Mercredi, un TQO de gymnastique prévu à Tokyo les 4 et 5 avril a été annulé en raison de la pandémie de coronavirus. À l’heure actuelle, seuls 57 % des quelque 11 000 sportifs qui doivent participer sont déjà qualifiés pour la grand-messe olympique.

Le scepticisme grandit au Japon

« Laissons-nous le temps de voir comment la situation évolue, on n’est pas à deux semaines ou un mois près pour annuler », a temporisé auprès de l’AFP le quintuple champion olympique de biathlon Martin Fourcade, tout juste retraité.  

« Aujourd’hui, ça ne sert à rien de spéculer, on est encore loin des Jeux », a-t-il ajouté, président de la commission des athlètes de Paris-2024 et candidat pour intégrer la commission des athlètes du Comité international olympique (CIO) en 2022.  

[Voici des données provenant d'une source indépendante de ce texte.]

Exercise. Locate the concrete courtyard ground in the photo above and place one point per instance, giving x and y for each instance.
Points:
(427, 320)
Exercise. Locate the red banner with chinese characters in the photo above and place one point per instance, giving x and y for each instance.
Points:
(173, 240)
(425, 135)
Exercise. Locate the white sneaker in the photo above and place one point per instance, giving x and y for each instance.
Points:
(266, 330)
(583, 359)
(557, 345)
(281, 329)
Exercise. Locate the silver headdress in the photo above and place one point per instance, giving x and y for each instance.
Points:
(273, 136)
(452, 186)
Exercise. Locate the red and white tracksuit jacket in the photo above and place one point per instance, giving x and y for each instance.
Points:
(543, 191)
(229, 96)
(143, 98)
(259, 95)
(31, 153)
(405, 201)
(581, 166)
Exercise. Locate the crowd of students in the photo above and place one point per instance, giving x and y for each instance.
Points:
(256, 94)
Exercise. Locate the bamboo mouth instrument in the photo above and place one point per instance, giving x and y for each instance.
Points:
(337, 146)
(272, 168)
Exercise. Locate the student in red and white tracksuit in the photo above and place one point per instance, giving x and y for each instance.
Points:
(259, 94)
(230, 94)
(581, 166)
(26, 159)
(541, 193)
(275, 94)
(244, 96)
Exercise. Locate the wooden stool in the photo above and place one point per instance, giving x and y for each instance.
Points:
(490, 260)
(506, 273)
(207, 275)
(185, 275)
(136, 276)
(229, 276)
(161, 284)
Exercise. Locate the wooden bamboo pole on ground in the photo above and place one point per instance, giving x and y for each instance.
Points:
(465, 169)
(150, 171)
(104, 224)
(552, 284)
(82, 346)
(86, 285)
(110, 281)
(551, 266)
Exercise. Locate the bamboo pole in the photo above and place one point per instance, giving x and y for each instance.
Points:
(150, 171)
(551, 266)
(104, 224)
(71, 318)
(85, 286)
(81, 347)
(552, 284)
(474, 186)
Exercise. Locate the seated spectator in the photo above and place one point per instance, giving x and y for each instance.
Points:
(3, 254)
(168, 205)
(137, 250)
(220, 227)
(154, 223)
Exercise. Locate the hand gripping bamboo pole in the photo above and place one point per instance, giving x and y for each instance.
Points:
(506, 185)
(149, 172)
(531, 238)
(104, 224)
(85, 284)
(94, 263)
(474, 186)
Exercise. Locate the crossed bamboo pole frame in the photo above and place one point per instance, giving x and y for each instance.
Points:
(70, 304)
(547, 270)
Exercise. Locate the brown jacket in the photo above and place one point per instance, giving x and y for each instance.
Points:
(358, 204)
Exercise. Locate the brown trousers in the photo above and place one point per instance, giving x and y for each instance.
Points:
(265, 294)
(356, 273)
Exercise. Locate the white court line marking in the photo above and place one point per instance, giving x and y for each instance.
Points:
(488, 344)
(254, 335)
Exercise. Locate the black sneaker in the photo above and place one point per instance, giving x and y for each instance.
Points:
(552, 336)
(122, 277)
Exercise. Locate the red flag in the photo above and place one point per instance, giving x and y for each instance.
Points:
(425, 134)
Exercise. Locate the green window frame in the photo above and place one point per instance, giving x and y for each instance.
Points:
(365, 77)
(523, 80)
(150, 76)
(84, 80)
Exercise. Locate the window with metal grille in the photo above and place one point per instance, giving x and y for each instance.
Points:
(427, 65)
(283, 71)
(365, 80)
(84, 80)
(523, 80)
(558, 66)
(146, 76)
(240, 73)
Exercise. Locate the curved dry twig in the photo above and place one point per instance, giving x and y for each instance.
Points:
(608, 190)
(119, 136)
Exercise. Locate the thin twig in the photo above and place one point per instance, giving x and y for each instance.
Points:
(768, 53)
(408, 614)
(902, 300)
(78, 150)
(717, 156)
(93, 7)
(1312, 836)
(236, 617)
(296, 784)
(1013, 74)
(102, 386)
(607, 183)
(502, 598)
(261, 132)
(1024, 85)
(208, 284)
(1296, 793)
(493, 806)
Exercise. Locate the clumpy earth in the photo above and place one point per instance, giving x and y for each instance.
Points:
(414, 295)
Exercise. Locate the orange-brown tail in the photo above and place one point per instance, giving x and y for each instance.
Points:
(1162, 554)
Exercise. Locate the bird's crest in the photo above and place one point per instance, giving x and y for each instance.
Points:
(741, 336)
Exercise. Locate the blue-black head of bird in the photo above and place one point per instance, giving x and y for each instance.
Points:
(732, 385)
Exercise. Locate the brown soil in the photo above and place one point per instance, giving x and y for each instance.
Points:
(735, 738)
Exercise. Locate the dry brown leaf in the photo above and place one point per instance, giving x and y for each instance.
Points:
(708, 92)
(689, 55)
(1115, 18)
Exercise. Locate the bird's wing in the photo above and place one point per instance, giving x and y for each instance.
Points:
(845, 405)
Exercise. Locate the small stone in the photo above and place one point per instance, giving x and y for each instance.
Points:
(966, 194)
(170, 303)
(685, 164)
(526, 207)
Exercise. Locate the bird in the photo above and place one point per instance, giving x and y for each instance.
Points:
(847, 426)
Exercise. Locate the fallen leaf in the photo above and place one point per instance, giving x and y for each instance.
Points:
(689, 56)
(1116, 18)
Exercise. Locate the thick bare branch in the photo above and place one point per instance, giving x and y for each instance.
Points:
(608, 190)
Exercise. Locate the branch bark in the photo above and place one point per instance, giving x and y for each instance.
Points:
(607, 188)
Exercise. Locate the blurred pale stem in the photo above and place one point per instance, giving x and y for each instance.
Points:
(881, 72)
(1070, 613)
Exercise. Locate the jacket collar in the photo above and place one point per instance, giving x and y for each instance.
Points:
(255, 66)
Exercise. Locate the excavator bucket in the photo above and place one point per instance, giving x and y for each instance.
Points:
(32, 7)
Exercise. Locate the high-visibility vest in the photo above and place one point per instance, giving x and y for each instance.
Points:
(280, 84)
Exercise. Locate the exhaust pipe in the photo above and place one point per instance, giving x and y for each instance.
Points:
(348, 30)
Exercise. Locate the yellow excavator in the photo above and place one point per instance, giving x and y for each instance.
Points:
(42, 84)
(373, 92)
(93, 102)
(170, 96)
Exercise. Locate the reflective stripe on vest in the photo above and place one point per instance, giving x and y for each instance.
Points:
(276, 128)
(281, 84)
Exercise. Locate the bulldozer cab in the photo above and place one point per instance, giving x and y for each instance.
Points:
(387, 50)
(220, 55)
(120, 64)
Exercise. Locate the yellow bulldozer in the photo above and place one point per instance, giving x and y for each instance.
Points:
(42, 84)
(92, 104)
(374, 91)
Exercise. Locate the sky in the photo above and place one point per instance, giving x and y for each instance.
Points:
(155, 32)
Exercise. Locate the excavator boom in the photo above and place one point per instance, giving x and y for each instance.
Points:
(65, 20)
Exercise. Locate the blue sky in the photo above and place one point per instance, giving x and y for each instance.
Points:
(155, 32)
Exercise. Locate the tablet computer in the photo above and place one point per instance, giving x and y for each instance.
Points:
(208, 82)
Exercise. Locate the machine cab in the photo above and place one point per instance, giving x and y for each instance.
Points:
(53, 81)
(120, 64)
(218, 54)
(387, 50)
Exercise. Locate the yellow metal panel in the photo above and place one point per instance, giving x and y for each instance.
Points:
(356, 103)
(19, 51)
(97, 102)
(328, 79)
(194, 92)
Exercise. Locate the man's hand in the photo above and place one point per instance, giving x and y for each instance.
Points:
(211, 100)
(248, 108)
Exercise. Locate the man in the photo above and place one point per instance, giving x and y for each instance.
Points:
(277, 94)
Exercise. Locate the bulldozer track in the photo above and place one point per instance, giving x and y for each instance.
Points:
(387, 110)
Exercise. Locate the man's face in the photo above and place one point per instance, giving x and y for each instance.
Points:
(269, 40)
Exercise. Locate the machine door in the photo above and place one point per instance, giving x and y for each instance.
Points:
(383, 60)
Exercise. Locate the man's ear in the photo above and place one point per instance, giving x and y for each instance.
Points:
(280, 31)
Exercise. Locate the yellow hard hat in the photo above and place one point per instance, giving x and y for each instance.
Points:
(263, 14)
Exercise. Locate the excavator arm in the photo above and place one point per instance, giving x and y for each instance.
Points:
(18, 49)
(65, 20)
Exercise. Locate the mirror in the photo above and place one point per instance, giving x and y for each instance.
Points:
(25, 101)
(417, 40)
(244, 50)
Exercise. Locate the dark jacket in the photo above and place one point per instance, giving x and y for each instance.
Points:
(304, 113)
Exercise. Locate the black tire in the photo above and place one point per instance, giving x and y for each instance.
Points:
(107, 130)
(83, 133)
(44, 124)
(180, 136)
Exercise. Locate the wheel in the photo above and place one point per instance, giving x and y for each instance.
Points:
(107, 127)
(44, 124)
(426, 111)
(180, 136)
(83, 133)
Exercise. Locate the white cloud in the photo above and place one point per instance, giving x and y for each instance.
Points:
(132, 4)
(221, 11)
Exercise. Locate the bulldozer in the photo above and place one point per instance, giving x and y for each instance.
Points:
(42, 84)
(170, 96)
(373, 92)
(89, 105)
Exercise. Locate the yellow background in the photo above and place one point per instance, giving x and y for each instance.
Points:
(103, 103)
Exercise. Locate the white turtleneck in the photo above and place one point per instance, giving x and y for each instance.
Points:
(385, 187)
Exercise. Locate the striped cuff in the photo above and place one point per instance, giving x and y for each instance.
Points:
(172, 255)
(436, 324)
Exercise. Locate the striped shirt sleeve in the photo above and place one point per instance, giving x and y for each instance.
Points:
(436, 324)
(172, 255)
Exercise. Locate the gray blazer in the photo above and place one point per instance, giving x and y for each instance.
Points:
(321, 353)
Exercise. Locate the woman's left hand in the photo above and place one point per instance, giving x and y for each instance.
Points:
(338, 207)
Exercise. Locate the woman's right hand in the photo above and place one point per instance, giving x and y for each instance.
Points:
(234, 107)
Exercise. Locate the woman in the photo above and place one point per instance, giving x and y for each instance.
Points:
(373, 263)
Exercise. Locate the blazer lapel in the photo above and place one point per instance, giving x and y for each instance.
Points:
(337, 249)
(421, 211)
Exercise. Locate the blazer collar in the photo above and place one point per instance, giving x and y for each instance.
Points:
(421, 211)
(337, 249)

Rien à faire : même au Japon, le scepticisme grandit quant à la tenue des Jeux : un sondage publié lundi par l’agence de presse Kyodo montre que 69,9 % des personnes interrogées ne croient pas que Tokyo pourra accueillir comme prévu les JO.

Une autre enquête de la chaîne de télévision publique NHK, réalisée du 6 au 9 mars, soulignait que 45 % des Japonais étaient désormais opposés au maintien des JO comme prévu, et 40 % pour.

Mercredi, plus de 194 000 cas d’infection à la COVID-19 avaient été dénombrés dans 150 pays et territoires depuis le début de l’épidémie. Près de 8000 décès ont été enregistrés.